When Basil allows himself to become infatuated with Dorian, he commits the same error (from Lord Henry's perspective, that is) that Dorian does with Sibyl Vane. He allows himself to be drawn out of the sphere of Art into that of Life, and no good results from it. As Dorian later reproaches him, "You met me, flattered me, and taught me to be vain of my good looks." Basil, then, must bear his share of responsibility for encouraging Dorian on the path that proves so destructive for him as well as others. However, Basil, unlike Lord Henry and Dorian, does not divorce his principles as an artist from his moral and ethical awareness. This is what makes him the most sensible, and perhaps also the least interesting, of the three main characters. His is the voice of conscience that speaks to Dorian when the younger man is intent on ignoring his own conscience. Basil is shocked by Dorian's callous demeanor after Sibyl Vane's death, and his moral concern about Dorian's dissolute life is what precipitates Basil's murder, since Dorian cannot bear to listen to Basil's insistence that Dorian should pray for repentance.
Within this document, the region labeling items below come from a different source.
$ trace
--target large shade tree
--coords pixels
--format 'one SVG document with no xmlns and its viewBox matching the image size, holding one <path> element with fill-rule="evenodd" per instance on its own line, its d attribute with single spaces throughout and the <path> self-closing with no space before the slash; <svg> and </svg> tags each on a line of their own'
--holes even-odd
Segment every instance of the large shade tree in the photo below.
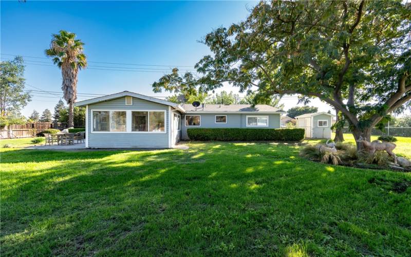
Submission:
<svg viewBox="0 0 411 257">
<path fill-rule="evenodd" d="M 74 125 L 74 103 L 77 99 L 79 69 L 87 66 L 86 56 L 83 52 L 84 43 L 76 39 L 76 36 L 74 33 L 60 30 L 59 34 L 52 35 L 50 48 L 45 50 L 46 54 L 52 57 L 53 62 L 61 69 L 61 89 L 69 107 L 69 127 Z"/>
<path fill-rule="evenodd" d="M 410 106 L 410 32 L 401 0 L 261 2 L 245 21 L 205 36 L 213 54 L 196 64 L 198 79 L 182 82 L 186 74 L 163 86 L 207 90 L 229 82 L 319 98 L 341 112 L 355 138 L 369 140 L 373 127 Z"/>
</svg>

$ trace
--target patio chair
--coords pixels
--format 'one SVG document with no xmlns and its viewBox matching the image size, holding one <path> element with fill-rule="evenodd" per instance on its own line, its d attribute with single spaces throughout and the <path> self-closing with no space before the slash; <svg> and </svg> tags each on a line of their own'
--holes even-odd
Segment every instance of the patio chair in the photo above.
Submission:
<svg viewBox="0 0 411 257">
<path fill-rule="evenodd" d="M 46 145 L 47 145 L 47 144 L 48 144 L 49 145 L 51 145 L 54 141 L 57 142 L 57 139 L 53 138 L 48 133 L 44 133 L 44 137 L 46 138 Z"/>
<path fill-rule="evenodd" d="M 77 143 L 79 143 L 79 141 L 80 141 L 80 143 L 81 143 L 82 141 L 83 141 L 83 142 L 84 143 L 84 136 L 85 135 L 86 135 L 86 133 L 84 132 L 84 131 L 82 131 L 81 132 L 77 132 L 74 135 L 74 139 L 76 139 L 77 140 Z"/>
<path fill-rule="evenodd" d="M 62 144 L 74 144 L 74 133 L 66 133 L 62 138 Z"/>
</svg>

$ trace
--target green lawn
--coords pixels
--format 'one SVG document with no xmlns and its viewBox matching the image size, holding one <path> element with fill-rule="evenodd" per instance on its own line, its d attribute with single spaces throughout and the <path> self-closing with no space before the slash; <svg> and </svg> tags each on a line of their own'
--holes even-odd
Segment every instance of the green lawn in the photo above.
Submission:
<svg viewBox="0 0 411 257">
<path fill-rule="evenodd" d="M 0 254 L 411 252 L 411 174 L 312 162 L 294 144 L 189 146 L 1 149 Z"/>
</svg>

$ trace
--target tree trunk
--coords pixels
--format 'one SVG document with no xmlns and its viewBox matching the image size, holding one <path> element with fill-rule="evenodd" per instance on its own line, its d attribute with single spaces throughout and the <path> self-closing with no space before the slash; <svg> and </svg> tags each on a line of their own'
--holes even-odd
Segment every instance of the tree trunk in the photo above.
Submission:
<svg viewBox="0 0 411 257">
<path fill-rule="evenodd" d="M 68 102 L 68 127 L 74 127 L 74 105 L 73 101 Z"/>
<path fill-rule="evenodd" d="M 340 120 L 340 116 L 339 116 L 339 111 L 335 111 L 335 117 L 337 118 L 336 121 L 338 122 Z M 344 141 L 344 135 L 343 134 L 343 128 L 338 127 L 335 128 L 335 136 L 334 137 L 334 142 L 342 142 Z"/>
<path fill-rule="evenodd" d="M 362 137 L 363 139 L 370 142 L 371 129 L 371 127 L 367 127 L 362 130 L 358 128 L 354 128 L 354 130 L 352 131 L 352 135 L 354 136 L 354 139 L 356 140 L 357 151 L 361 151 L 364 149 L 364 145 L 363 145 L 363 144 L 357 141 L 360 137 Z"/>
</svg>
It is in this moment, through the agency of Basil, that a thematic framework quite different from the concerns of art and life, contemplation and action, beauty and ethics, enters the novel. This is the Christian scheme of sin, followed by repentance and the possibility of redemption. When Dorian finally does feel remorse and desires to change his life, he moves into a different sphere than Lord Henry, who refuses to take seriously anything Dorian says on that subject. Lord Henry, apparently ignorant of the course that Dorian's life has taken, believes him still to be as perfect as his handsome appearance suggests. This failure of Lord Henry to respond to the events of the real world is presented in extreme form when Dorian all but confesses to the murder of Basil; Lord Henry's response is prompted by his aesthetics, rather than any moral or practical concern. He says that Dorian does not have the vulgarity to commit a murder. This last glance at Lord Henry may be Wilde's way of demonstrating that Lord Henry's detachment involves him in illusions no less damaging than those which Dorian has for long entertained about his own life. The worship of art and beauty may have its place, but it proves to be an inadequate guide through the troubled maze of real human experience.